If you don’t know an answer to a question already, I would not give the question to one of these systems [AI/ChatGPT],” says Subbarao Kambhampati, a professor and researcher of artificial intelligence at Arizona State University.

This from a good piece, Wednesday morning by The New York Times’ Karen Weise and Cade Metz.

Figuring out why chatbots make things up and how to solve the problem has become one of the most pressing issues facing researchers as the tech industry races toward the development of new A.I. systems.”

Weise and Metz asked ChatGPT when did The New York Times first report on “artificial intelligence”?

And the answer?

“According to ChatGPT, it was July 10, 1956, in an article titled “Machines Will Be Capable of Learning, Solving Problems, Scientists Predict” about a seminal at Dartmouth College.”

The problem was that the 1956 conference was real – but the article was not. ChatGPT simply made it up.

ChatGPT doesn’t just get things wrong at times, it can fabricate information. Names and dates. Medical explanations. The plots of books. Internet addresses. Even historical events that never happened.”

ChatGPT wasn’t alone, Google’s Bard and Microsoft’s Bing provided wrong answers.

Wrong info like this is common in AI, tech companies call it an “hallucination.”

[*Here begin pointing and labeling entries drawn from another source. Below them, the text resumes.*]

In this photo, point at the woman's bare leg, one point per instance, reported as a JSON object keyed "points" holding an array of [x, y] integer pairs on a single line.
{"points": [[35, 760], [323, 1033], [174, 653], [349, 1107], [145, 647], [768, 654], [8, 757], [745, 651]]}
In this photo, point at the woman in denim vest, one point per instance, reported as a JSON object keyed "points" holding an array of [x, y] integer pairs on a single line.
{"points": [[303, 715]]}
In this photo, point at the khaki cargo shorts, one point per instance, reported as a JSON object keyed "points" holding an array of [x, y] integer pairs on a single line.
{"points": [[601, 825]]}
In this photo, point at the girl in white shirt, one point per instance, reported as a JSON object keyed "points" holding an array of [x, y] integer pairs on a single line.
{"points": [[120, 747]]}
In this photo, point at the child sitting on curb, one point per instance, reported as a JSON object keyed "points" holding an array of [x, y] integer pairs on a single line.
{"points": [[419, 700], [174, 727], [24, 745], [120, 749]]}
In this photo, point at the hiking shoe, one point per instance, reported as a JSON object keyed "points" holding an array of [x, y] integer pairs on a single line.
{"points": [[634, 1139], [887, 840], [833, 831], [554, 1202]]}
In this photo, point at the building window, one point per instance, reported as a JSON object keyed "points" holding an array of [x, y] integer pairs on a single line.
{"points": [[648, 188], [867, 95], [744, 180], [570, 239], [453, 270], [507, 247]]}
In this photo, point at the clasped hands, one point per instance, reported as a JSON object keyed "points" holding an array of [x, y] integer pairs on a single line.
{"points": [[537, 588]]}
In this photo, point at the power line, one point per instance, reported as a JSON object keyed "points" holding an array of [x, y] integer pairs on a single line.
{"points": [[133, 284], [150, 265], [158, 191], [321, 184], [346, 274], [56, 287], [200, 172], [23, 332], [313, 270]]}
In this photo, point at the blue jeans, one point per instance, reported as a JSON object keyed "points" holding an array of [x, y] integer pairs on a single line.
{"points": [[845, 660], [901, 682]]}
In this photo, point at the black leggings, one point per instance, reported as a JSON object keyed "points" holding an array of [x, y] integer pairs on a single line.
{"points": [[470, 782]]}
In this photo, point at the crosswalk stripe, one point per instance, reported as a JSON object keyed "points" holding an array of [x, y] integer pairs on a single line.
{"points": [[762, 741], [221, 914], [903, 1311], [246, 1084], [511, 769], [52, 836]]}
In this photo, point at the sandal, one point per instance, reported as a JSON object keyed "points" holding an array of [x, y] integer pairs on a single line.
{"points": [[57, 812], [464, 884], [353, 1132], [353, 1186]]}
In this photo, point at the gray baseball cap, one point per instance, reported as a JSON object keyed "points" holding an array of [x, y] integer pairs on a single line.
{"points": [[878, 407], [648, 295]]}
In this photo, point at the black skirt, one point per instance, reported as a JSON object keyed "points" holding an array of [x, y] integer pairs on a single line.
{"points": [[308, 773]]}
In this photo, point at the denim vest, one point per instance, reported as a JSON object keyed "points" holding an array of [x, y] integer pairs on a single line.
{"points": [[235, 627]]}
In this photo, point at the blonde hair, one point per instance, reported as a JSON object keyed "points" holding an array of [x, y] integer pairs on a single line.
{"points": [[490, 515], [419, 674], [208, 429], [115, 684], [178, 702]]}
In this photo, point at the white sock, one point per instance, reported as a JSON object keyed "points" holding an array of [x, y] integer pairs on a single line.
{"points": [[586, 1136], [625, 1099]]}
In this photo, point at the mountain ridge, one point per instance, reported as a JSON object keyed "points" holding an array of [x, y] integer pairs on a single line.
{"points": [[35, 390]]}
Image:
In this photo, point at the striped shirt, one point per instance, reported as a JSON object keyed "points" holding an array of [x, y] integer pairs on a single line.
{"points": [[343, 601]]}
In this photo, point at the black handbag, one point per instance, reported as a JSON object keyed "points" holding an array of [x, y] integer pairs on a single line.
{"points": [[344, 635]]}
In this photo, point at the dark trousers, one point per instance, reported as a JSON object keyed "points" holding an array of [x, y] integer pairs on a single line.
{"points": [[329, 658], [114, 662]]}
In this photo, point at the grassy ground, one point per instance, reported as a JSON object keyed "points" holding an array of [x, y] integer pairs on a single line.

Hallucinations, reports the Times, are big issues when companies rely too heavily on AI for medical and legal advice and other information they use to make decisions.

Metz and Weise reported on one internal Microsoft document that said AI systems are “…Built to be persuasive, not truthful. This means that outputs can look very realistic but include statements that aren’t true.”

Users of ChatCPT know what I mean. It’s almost addictive.

OpenAI, Google and Microsoft have developed ways to improve the accuracy, per the Times.

Because the internet is filled with untruthful information, the technology repeats the same untruths – and sometimes it produces new text, combining billions of patterns in unexpected ways. “This means even if they learned solely from text that is accurate, they may still generate something that is not.”

For lawyers, AI, even with hallucinations, remains very helpful.

You just need to become more effective and strategic in your blogging on topics you know – and become very effective in your legal work using a data set that is mined from defined knowledge.